Overview of Streamlit
Built-in Support for Testing
Takeaways
- Should you do this?
- Closing thoughts

Overview of Streamlit

Streamlit is a Python framework for putting together quick data visualisation dashboards. It is easy to use and doesn’t require you to touch any HTML/CSS unless you want to (though if you do, it doesn’t make it easy). Here is an example so you can get a feel for it.

import streamlit as st
import numpy as np
import pandas as pd

from matplotlib import pyplot as plt

st.header("My example app")

data = pd.DataFrame({"stonks": (1 + np.random.normal(size=50) / 10).cumprod()})

st.dataframe(data.T)

if st.button("Draw Plot"):
    fig, ax = plt.subplots()
    ax.plot(data["stonks"])
    st.pyplot(fig)

When you run the app with streamlit run app.py, you see this:

Screenshot of streamlit app

After pressing the button, a nice matplotlib plot is displayed.

Screenshot of streamlit app. Capital at risk. This is not financial advice

Built-in Support for Testing

In my work, I recently needed to build a fairly critical piece of infrastructure using Streamlit. So, we needed automated testing. Luckily streamlit provides a whole testing framework. Just import st.testing.v1.AppTest, follow the documentation and that should be it, right?

If it was this easy, you wouldn’t be reading this.

Let’s give this a go.
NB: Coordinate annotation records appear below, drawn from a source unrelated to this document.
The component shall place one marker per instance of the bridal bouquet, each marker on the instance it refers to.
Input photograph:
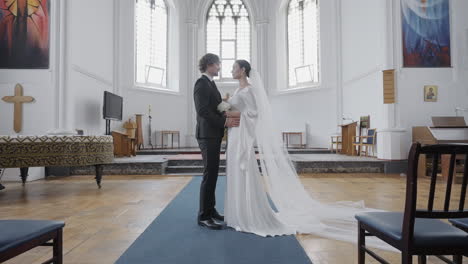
(224, 107)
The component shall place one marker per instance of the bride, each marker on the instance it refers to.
(273, 201)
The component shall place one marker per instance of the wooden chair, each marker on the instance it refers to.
(19, 236)
(366, 143)
(123, 145)
(336, 140)
(419, 231)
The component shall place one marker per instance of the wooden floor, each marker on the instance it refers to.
(101, 224)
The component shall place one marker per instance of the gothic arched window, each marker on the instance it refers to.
(151, 43)
(228, 33)
(303, 43)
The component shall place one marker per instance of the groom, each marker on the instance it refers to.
(209, 134)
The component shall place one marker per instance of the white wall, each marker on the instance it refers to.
(91, 61)
(96, 54)
(363, 59)
(316, 107)
(69, 94)
(452, 82)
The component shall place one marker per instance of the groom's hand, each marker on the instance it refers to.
(232, 122)
(232, 114)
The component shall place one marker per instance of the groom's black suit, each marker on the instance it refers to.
(209, 134)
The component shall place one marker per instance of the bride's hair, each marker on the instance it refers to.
(246, 65)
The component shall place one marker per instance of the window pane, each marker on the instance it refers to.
(226, 68)
(154, 75)
(151, 42)
(229, 49)
(228, 33)
(303, 39)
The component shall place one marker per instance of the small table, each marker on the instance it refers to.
(41, 151)
(286, 137)
(172, 133)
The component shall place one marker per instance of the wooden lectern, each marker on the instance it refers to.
(348, 133)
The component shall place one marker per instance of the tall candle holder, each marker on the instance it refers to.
(149, 127)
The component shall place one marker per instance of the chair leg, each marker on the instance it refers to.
(361, 245)
(422, 259)
(458, 259)
(58, 248)
(406, 258)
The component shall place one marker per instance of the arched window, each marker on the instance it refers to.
(228, 33)
(303, 43)
(151, 43)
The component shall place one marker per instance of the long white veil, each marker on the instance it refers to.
(295, 206)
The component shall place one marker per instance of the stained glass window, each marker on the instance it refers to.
(228, 33)
(151, 43)
(303, 42)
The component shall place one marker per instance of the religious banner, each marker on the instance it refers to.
(426, 33)
(24, 34)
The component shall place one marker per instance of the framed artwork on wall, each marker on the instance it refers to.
(430, 93)
(426, 33)
(24, 34)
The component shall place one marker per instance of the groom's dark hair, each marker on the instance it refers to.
(245, 65)
(206, 61)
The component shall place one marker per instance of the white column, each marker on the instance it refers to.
(339, 63)
(192, 76)
(391, 138)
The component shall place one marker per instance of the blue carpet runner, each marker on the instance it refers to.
(175, 237)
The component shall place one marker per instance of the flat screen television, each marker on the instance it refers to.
(113, 105)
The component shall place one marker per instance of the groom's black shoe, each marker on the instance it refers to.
(217, 216)
(210, 223)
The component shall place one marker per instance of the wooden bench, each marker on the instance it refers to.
(19, 236)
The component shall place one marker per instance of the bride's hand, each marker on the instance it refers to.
(232, 114)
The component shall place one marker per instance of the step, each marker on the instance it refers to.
(173, 163)
(189, 169)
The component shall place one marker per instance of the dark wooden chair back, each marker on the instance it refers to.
(411, 212)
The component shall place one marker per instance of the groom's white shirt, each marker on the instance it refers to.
(209, 77)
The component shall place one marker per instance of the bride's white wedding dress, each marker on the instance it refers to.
(247, 207)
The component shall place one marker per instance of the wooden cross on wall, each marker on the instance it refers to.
(18, 99)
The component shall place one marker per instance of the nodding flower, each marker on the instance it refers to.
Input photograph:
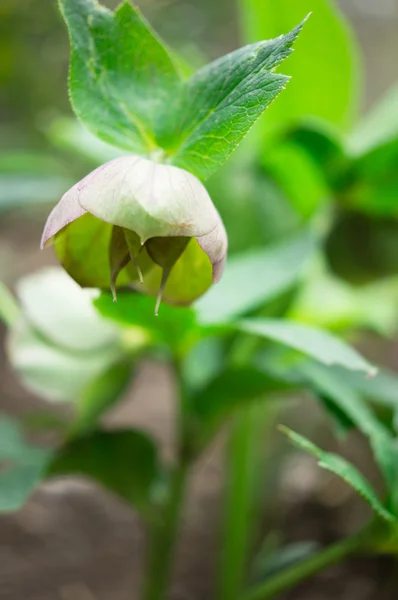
(135, 222)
First, we make our app a bit more civilized.

import streamlit as st
import numpy as np
import pandas as pd

from matplotlib import pyplot as plt


@st.cache_data
def load_data_from_external_resource():
    raise ValueError("Could not connect to the database from the test environment!")


def main():
    st.header("My example app")

    data = pd.DataFrame({"stonks": (1 + np.random.normal(size=50) / 10).cumprod()})
    st.dataframe(data.T)

    if st.button("Draw Plot"):
        fig, ax = plt.subplots()
        ax.plot(data["stonks"], label="Portfolio")

        benchmark = load_data_from_external_resource()
        ax.plot(benchmark, label="Benchmark")

        ax.legend()
        st.pyplot(fig)


if __name__ == '__main__':
    main()

I’ve wrapped everything in a main function, and I’ve added load_data_from_external_resource(), a fake external dependency which we will need to mock. I have used Streamlit’s built-in caching mechanism carefully choosing @st.cache_data and @st.cache_resource.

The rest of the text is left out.